My story is sometimes seen as a rags-to-riches tale. But I wasn’t exceptional; I was lucky. The point of this story is that a society that is blind to the potential of so many of its young people, is a wasteful, unfair and ineffective society.  I look at bookshop shelves and wonder where half the stories are. Where’s the book by the girl that works in the laundrette, the man who serves you in McDonalds, the Romanian woman who cleans your hotel room, by the lads that work on the railways or the building site? We don’t care about these people enough because they don’t get heard, and they don’t get heard because we build a success machine that they don’t want to be part of, or can’t access, or use, or afford. Instead of a fair system, the machine churns out entitled mediocrities, born to be heard, born to rule.

And though universities are trying hard to become more “accessible”, there is only so much they can do. Perhaps it’s too late by the time the kids are eighteen. And if working class kids don’t apply, what can an admissions system do?

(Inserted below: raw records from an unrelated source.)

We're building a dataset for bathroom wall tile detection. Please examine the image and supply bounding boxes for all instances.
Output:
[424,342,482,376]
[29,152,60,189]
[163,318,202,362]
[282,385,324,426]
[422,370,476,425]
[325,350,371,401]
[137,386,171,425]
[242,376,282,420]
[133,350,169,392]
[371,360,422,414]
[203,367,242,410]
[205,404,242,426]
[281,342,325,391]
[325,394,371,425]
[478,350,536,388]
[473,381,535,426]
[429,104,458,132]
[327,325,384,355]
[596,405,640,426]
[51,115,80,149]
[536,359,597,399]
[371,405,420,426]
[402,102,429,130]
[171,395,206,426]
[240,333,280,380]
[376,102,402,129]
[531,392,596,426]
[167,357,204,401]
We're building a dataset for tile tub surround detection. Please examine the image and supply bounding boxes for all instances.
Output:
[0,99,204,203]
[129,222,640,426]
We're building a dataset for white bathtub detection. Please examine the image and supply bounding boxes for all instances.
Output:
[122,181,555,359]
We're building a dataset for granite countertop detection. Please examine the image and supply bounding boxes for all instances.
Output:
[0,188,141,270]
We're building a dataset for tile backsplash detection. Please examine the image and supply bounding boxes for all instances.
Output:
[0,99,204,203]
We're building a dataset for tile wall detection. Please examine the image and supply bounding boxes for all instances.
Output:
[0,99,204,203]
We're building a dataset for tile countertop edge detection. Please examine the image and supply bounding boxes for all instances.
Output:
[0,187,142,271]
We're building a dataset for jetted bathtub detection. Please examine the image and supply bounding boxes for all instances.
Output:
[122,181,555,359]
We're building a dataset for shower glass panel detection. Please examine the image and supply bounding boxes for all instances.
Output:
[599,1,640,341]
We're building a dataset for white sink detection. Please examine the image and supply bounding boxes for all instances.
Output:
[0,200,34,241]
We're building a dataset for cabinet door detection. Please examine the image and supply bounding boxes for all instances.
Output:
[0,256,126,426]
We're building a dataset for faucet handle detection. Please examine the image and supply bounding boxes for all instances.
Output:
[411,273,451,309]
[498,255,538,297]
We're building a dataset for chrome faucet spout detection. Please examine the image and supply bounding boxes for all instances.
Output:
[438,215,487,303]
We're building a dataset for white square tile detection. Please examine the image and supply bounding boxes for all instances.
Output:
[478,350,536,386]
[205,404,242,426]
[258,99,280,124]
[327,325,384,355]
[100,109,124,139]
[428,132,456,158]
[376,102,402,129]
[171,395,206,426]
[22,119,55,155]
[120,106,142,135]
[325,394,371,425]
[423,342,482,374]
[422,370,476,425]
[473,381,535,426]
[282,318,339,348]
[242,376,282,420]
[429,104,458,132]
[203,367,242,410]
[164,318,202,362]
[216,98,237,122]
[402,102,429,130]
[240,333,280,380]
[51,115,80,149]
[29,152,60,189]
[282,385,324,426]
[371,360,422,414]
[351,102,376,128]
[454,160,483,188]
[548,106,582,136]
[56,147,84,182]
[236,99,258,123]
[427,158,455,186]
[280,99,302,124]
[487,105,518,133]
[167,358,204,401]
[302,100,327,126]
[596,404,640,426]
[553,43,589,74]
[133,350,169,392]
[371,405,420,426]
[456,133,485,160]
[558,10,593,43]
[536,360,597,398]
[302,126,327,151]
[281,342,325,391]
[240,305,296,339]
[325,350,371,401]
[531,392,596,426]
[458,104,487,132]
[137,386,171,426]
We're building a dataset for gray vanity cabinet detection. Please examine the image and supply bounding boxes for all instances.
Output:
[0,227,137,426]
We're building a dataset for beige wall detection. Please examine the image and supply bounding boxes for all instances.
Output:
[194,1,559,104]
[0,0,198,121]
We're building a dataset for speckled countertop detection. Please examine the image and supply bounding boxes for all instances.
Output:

Around this time eighteen ago, I was sitting down to take my final exams. I did well. I could probably have stayed and become an academic, but I was drawn home to my own landscape and work — to the place and people that made me. Oxford didn’t make me, as a person, or a writer, but I’ve returned there over the years. The people that once taught me seem sad. They say it has gotten worse: the posh kids arrive, use it, then leave to work in the City.

And perhaps all the debt this training requires means that the kids are right to be mercenary about it all. Work hard, get the grades, move to London, do the job, get promoted, earn more, pay it back. Love of subject, creativity, taking risks and experimenting: these things feel marginal. I can see why people are sceptical about universities, and angry at the elite ones. They are often now little more than training camps for the stormtroopers of capitalism. I may have been lucky to go when I did.

James Rebanks is a fell farmer and the best-selling author of The Shepherd’s Life. His new book, English Pastoral, came out in September 2020.